The SNMP Traps Received will show you all the SNMP traps that have been received based on the trap filters you have created on the SNMP Traps tab. 

Figure 8: SNMP Traps Received

Table 2: SNMP Traps Received

Column Description
IP Address Displays the IP address of the device. 
OID Displays the OID of the received trap. 
Trap OID Displays the OID that came over in the trap. The last two numbers of the trap value indicate the generic and specific codes.  For example, for the OID; 6 is the generic code and 1 is the specific code. 
Trap Value Displays the trap value.
Record Time Displays the date and time that the trap was received.
SNMP Version Indicates the SNMP version. V3 may process traps differently from versions 1 and 2.

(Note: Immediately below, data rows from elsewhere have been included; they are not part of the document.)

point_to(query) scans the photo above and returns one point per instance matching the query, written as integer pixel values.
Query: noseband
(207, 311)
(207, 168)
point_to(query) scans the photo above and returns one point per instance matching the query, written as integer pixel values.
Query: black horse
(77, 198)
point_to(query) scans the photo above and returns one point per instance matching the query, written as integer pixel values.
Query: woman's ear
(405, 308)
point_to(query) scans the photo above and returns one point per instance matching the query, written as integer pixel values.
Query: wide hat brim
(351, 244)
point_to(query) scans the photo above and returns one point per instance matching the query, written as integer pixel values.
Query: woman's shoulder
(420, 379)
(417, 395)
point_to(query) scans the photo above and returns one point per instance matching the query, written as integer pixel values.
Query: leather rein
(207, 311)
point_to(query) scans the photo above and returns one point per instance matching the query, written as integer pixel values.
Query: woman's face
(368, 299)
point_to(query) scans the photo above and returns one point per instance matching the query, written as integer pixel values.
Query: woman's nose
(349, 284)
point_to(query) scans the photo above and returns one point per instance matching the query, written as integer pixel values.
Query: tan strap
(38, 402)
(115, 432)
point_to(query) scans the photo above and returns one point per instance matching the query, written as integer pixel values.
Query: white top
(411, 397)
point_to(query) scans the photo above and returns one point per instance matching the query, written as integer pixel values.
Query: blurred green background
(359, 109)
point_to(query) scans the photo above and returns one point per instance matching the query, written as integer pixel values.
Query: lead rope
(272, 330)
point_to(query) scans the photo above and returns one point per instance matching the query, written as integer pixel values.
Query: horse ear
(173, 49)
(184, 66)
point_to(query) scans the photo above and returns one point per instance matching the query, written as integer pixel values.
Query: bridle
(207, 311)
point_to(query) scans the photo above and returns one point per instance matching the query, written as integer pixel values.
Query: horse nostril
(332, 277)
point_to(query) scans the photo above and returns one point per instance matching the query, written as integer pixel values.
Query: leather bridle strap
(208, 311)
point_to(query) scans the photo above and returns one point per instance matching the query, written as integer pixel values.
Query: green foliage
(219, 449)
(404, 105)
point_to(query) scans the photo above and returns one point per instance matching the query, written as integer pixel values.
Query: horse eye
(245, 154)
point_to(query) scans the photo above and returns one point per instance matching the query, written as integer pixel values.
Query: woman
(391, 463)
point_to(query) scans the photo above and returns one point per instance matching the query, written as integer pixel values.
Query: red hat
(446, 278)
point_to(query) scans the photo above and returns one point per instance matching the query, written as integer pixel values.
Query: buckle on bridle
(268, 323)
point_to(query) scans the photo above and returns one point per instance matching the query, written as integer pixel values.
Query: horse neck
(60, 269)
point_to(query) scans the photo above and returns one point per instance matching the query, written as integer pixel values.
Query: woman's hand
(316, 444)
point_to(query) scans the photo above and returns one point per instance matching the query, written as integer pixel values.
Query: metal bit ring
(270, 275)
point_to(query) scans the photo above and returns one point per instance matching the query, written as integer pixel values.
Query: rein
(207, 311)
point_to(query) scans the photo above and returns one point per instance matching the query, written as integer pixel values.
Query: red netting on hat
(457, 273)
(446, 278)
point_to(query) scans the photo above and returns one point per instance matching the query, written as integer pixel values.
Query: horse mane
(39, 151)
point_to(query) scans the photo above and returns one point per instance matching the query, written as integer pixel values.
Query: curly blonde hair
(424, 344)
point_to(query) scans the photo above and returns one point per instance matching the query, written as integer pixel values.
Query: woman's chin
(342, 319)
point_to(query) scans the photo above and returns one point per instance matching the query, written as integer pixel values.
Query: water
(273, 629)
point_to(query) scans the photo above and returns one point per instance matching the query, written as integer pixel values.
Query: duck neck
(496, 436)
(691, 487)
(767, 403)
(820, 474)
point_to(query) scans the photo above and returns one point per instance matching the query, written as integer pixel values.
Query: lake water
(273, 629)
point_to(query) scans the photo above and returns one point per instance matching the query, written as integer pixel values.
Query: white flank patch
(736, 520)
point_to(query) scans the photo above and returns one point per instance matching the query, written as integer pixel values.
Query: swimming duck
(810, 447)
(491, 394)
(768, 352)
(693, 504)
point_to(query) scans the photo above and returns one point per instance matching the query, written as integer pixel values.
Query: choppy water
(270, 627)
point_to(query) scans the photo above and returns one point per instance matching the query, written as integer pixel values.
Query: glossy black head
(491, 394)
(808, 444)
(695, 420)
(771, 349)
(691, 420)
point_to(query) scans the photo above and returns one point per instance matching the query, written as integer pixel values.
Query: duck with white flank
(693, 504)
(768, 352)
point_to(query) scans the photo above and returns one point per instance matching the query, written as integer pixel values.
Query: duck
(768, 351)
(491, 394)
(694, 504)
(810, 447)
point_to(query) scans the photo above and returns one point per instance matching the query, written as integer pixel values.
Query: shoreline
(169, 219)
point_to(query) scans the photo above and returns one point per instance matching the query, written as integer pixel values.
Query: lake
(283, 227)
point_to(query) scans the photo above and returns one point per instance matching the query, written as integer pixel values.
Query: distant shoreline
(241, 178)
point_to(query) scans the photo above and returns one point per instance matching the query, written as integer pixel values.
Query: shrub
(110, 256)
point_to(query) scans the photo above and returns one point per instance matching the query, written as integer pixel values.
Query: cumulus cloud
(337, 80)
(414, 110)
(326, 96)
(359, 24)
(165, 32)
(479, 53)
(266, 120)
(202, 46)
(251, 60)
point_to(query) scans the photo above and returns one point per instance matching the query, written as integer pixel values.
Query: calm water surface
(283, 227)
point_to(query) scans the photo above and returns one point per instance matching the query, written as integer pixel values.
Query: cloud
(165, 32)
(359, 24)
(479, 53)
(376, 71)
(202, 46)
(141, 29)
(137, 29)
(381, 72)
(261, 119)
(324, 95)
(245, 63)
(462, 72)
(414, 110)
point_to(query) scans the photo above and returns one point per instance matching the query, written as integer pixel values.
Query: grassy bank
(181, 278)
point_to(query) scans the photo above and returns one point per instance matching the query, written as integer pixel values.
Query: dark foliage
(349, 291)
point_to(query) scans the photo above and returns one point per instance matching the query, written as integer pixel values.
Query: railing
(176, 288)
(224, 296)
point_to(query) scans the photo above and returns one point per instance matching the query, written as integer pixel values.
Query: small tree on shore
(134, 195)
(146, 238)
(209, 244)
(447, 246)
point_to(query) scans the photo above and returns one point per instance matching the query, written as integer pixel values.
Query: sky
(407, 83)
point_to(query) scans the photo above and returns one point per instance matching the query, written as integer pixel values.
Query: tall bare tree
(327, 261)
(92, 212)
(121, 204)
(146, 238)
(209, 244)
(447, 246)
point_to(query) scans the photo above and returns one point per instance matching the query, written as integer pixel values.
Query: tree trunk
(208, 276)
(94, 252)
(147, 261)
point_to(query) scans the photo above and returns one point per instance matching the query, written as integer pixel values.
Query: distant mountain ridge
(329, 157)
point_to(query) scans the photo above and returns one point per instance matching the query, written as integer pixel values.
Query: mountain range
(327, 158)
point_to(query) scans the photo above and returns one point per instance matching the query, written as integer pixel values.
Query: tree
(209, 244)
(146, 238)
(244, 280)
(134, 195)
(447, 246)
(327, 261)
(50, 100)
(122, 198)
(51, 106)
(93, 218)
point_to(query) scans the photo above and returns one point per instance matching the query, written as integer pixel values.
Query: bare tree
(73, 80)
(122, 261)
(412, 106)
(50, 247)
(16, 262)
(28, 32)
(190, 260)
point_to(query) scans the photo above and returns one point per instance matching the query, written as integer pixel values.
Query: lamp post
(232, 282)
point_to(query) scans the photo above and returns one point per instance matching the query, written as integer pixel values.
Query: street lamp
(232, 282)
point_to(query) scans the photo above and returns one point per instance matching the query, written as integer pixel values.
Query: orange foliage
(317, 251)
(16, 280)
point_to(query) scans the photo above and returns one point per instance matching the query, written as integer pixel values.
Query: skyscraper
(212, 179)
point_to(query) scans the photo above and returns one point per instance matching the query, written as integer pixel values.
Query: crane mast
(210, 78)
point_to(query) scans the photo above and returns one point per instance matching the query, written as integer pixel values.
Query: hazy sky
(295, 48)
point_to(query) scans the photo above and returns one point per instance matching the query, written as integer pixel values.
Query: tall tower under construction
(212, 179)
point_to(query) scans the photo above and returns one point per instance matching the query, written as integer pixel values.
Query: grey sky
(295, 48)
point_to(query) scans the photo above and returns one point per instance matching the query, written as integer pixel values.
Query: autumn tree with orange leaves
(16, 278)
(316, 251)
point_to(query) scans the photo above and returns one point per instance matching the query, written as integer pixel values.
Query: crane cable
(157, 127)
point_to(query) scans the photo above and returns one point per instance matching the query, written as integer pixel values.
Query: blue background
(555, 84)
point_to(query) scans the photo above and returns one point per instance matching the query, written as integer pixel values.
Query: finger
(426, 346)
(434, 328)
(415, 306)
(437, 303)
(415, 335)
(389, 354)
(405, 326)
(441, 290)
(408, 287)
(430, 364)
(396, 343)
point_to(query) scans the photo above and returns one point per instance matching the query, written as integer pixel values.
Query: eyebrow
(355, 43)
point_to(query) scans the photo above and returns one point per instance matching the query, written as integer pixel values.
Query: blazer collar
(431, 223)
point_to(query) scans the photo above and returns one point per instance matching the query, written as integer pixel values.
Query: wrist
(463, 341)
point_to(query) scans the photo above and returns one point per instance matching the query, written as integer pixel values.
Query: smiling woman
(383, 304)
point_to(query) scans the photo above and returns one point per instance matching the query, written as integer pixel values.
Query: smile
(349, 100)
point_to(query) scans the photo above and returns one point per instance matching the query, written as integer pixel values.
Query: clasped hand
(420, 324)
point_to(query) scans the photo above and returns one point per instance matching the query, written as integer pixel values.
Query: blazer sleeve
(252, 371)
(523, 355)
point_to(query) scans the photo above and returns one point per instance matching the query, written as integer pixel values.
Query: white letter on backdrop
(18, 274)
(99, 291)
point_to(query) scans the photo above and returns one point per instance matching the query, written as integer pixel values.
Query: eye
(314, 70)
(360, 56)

From this screen, there are additional options.  You can refresh the list, copy the text, search the list, print the list or export the list to Excel.  Each of these options can be accessed by right-clicking in the white space of the window. 

Removing a Trap Entry

If you want to remove a trap entry from the SNMP Traps Received listing, be aware that you will not be prompted to confirm the removal. 

  1. To remove a trap entry, right-click on the trap and select Remove Trap Entry from the menu that displays. 

Document Revision History

Date Notes
04/11/2011 Updated for 2011 release
09/01/2011 Added Update Configuration to list of steps after creating traps.